Hello, I tried a workaround by adding the following into the values.yaml of the checkmk agent helm deployment to keep the cadvisor from trying to collect smaps.

> nodeCollector:
>   cadvisor:
>     enabled: true
>     additionalArgs:
>       - --disable_metrics=memory

After trying upgrade the helm deployment with the new values.yaml file I got the following error:

Error: UPGRADE FAILED: cannot patch "mydeployment-checkmk-node-collector-container-metrics" with kind DaemonSet: admission webhook "warden-validating.common-webhooks.networking.gke.io" denied the request: GKE Warden rejected the request because it violates one or more constraints.
Violations details: {"[denied by autogke-no-write-mode-hostpath]":["hostPath volume var-run in container cadvisor is accessed in write mode; disallowed in Autopilot.","hostPath volume sys used in container cadvisor uses path /sys which is not allowed in Autopilot.

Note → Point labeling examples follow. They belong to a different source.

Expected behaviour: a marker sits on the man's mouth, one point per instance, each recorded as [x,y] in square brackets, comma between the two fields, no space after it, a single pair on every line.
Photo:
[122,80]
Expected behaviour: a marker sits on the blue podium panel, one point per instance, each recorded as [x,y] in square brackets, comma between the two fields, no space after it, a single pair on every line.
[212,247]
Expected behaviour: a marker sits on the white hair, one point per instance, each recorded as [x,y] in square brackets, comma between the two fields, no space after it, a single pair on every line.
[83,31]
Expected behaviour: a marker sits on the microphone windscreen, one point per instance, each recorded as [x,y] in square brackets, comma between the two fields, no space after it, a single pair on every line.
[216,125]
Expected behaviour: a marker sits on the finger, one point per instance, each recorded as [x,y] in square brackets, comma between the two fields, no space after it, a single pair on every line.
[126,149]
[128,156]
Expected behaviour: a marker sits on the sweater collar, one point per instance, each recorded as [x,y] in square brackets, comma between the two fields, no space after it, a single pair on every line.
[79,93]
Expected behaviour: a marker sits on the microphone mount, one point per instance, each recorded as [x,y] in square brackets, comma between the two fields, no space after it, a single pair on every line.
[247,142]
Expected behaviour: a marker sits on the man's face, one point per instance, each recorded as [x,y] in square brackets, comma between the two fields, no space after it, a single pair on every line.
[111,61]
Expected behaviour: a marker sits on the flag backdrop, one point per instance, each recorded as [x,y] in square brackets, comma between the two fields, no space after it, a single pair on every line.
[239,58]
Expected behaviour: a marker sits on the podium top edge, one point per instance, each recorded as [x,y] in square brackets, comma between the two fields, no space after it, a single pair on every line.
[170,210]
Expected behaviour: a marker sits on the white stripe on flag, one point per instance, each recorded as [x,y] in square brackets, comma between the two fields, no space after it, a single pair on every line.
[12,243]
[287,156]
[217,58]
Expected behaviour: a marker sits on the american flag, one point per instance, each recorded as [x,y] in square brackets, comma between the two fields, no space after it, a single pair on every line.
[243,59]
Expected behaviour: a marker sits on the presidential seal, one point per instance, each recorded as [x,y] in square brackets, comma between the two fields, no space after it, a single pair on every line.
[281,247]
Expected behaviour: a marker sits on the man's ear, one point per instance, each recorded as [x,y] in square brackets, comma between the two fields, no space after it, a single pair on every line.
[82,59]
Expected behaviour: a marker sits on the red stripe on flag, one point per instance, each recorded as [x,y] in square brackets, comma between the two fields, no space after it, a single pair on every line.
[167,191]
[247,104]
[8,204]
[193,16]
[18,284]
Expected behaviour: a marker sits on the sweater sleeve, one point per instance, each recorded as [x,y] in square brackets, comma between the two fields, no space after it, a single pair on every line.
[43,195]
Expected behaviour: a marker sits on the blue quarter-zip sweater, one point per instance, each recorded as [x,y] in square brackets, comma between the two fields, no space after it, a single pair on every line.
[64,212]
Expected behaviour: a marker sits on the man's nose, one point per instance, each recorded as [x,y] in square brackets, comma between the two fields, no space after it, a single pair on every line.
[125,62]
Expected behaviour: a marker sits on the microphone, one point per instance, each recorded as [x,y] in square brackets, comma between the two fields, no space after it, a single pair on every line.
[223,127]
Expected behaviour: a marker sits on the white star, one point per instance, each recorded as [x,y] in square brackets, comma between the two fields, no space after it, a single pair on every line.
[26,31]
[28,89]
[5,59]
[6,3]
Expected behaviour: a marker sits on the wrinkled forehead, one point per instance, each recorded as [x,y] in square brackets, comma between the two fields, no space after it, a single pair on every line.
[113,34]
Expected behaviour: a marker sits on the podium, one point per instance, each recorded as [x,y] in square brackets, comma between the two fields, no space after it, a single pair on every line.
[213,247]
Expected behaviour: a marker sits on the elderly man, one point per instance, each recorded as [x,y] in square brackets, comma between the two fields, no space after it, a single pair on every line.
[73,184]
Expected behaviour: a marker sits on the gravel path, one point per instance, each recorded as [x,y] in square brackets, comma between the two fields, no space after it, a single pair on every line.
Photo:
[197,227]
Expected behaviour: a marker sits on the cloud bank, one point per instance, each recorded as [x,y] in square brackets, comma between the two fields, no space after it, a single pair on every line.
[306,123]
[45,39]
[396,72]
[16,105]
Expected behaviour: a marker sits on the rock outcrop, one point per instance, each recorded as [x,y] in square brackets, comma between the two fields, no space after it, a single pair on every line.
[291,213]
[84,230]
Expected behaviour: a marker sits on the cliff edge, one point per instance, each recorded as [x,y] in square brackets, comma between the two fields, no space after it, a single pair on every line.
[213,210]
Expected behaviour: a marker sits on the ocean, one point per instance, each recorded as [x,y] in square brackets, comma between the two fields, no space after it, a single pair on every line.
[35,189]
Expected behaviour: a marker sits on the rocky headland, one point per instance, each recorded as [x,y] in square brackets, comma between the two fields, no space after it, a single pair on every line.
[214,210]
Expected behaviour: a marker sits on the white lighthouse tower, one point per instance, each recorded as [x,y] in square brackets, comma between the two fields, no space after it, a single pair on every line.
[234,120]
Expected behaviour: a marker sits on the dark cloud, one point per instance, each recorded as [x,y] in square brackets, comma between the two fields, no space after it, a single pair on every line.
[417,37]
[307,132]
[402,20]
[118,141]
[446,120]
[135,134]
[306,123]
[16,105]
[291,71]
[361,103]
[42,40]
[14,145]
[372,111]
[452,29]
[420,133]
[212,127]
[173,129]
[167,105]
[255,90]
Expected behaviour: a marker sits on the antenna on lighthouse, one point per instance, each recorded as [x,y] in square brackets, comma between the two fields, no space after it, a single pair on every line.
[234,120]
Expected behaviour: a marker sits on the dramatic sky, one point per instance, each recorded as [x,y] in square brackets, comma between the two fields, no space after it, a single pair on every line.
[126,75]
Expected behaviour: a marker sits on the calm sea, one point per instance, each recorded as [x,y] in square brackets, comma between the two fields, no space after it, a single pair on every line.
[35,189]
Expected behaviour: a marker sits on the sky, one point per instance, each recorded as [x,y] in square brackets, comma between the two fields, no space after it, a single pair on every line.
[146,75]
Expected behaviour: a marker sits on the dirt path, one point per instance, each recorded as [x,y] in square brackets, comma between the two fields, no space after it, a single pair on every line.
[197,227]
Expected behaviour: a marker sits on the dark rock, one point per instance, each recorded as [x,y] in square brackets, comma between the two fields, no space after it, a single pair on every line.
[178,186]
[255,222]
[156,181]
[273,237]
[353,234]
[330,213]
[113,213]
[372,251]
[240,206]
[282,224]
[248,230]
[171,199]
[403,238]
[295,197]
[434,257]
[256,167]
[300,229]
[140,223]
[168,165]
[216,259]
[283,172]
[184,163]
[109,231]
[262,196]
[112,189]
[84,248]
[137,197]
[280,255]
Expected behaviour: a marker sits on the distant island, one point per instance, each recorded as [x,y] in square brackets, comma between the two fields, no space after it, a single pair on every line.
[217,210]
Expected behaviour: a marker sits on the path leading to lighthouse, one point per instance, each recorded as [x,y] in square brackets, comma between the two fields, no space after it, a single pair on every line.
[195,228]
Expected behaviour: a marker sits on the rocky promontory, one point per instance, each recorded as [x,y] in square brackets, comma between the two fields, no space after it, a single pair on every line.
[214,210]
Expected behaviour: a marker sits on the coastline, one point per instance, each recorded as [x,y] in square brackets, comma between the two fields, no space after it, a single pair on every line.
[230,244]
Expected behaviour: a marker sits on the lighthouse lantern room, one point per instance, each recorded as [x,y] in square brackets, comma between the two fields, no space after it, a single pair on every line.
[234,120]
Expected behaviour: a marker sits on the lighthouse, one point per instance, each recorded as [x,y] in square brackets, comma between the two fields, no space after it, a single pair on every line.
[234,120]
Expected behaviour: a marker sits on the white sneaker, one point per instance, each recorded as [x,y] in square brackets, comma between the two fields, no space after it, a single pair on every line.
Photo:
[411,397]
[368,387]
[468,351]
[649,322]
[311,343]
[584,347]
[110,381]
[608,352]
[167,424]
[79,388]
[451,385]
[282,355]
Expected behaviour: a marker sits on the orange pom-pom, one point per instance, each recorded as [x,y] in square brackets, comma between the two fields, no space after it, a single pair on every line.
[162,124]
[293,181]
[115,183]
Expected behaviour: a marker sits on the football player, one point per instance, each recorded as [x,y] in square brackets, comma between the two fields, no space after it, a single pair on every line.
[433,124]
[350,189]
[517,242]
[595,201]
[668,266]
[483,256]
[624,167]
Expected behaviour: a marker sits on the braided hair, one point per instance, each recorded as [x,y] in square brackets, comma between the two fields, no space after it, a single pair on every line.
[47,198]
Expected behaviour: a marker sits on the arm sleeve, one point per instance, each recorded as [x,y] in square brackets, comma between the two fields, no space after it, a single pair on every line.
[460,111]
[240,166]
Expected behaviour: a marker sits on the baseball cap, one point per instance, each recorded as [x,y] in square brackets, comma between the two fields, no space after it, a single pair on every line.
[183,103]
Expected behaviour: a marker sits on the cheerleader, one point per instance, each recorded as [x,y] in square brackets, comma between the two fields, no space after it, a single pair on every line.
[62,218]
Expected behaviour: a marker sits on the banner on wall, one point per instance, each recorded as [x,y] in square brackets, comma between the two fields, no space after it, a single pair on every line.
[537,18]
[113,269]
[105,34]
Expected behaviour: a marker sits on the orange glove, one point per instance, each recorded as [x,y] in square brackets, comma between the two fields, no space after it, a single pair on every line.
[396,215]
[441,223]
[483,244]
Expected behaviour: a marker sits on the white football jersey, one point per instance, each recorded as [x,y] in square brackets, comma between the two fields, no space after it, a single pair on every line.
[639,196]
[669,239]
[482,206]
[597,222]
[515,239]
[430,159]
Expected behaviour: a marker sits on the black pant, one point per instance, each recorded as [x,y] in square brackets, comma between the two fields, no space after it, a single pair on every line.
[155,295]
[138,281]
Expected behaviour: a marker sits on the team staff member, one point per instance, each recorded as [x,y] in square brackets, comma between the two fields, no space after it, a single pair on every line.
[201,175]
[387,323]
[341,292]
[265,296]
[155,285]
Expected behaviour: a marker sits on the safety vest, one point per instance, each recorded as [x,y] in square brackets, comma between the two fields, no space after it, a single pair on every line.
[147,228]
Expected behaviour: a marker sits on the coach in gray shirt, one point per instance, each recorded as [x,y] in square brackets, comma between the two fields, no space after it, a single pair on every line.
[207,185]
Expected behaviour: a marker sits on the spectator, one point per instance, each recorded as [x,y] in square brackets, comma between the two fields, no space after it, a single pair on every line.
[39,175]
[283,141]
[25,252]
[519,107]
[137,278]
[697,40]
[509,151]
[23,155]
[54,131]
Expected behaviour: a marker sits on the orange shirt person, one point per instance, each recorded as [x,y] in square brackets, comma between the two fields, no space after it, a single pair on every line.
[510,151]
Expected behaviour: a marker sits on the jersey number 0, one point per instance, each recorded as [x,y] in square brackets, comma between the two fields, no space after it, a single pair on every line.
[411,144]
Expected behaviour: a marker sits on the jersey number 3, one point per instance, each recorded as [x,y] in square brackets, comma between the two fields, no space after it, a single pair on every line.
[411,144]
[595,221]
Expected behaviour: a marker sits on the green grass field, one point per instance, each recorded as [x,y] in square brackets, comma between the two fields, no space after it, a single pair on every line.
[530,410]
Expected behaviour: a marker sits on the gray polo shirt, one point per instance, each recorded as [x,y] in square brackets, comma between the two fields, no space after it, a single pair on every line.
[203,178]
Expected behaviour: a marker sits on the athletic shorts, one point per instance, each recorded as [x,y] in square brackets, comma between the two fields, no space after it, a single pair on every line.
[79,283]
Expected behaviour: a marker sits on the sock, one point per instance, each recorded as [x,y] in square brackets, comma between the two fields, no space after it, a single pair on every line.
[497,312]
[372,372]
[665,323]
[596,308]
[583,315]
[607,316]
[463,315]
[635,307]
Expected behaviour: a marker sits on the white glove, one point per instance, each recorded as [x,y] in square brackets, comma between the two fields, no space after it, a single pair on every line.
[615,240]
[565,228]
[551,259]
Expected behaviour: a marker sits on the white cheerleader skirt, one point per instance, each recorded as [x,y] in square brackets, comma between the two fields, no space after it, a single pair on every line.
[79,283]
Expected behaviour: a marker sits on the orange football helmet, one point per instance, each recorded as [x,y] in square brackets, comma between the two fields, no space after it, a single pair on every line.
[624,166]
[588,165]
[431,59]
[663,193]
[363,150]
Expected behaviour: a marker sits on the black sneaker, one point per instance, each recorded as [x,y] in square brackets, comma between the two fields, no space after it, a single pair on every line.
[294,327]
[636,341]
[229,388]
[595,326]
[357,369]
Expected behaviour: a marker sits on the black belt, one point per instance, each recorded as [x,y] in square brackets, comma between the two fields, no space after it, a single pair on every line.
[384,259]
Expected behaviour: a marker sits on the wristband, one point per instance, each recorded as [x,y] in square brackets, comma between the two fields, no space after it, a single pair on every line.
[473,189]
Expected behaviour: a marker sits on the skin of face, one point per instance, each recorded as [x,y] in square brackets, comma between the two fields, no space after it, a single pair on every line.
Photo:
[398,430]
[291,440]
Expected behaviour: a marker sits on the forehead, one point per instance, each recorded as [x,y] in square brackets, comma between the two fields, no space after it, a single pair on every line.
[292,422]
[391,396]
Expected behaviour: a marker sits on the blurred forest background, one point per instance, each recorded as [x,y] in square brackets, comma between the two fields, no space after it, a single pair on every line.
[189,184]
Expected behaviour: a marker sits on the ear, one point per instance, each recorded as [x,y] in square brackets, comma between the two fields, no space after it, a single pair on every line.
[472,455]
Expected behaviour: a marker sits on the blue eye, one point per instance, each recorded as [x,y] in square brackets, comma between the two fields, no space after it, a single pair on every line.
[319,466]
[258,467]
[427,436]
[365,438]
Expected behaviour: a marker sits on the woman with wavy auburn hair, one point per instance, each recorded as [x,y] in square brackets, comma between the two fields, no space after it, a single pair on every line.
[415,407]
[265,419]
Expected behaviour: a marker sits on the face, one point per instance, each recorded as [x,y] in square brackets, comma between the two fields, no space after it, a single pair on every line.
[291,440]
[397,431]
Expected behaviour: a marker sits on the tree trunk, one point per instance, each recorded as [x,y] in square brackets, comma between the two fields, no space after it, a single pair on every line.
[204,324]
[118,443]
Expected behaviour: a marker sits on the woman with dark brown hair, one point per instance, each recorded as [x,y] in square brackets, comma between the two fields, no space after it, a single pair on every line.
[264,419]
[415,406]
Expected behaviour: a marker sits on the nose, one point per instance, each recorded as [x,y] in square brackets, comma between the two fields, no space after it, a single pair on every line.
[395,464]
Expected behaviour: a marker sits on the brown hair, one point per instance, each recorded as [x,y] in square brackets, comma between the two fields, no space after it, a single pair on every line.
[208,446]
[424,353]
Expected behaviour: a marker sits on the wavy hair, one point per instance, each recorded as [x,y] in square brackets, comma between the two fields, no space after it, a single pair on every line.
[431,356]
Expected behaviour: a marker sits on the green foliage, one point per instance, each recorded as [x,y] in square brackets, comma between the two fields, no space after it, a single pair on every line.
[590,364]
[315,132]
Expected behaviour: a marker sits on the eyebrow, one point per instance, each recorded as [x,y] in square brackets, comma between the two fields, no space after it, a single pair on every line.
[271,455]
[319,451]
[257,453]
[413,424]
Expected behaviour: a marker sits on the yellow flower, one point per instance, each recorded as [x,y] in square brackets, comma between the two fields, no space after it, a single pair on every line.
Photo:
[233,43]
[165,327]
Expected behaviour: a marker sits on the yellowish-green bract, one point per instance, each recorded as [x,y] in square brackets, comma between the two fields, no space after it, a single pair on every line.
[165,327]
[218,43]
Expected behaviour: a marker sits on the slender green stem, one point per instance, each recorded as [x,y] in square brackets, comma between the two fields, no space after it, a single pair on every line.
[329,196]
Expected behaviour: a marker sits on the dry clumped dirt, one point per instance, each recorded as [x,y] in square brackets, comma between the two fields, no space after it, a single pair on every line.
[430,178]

Allowed path prefixes for hostPath volumes are: [/var/log/].","hostPath volume docker used in container cadvisor uses path /var/lib/docker which is not allowed in Autopilot. Allowed path prefixes for hostPath volumes are: [/var/log/]."]}
Requested by user: 'myuser@email.com', groups: 'system:authenticated'.

Is there any other way to try and get rid of the error message?

Cannot read smaps files for any PID from CONTAINER

Thank you!
Sven

Hello Martin;
We seem to run into multiple permission issues with GKE Autopilot.
Simple config updates also seem to fail here.

Is this a supported deployment?
What are the options you are looking into?

The PID issue is not an issue. cAdvisor is just too verbose here.

That shouldn’t happen. Can you share the error messages you get? Ideally via a support ticket, then our devs can work directly in there.

GKE Autopilot is a supported version, but they made some changes to the whitelisting policy recently and our tests showed no issues, but might have been that our cluster still had partner priviledges - not always clear.

1 Like

Short update:
a) No more error messages for PID issue. We don’t need the metric anyway. Switch from disable to enable by martinhv · Pull Request #30 · Checkmk/checkmk_kube_agent · GitHub
b) Support for allowlisted workloads: GKE allowlist synchronizer by martinhv · Pull Request #33 · Checkmk/checkmk_kube_agent · GitHub
c) Configuration will be simplified: Unify GKE Autopilot settings · martinhv/checkmk_kube_agent@8a70673 · GitHub
d) kubelet service won’t be shown, if there are no permissions to gather this info.

Due to a) a new allowlist has to be rolled out soon, which takes up to 7 business days. That is currently in the review process at Google.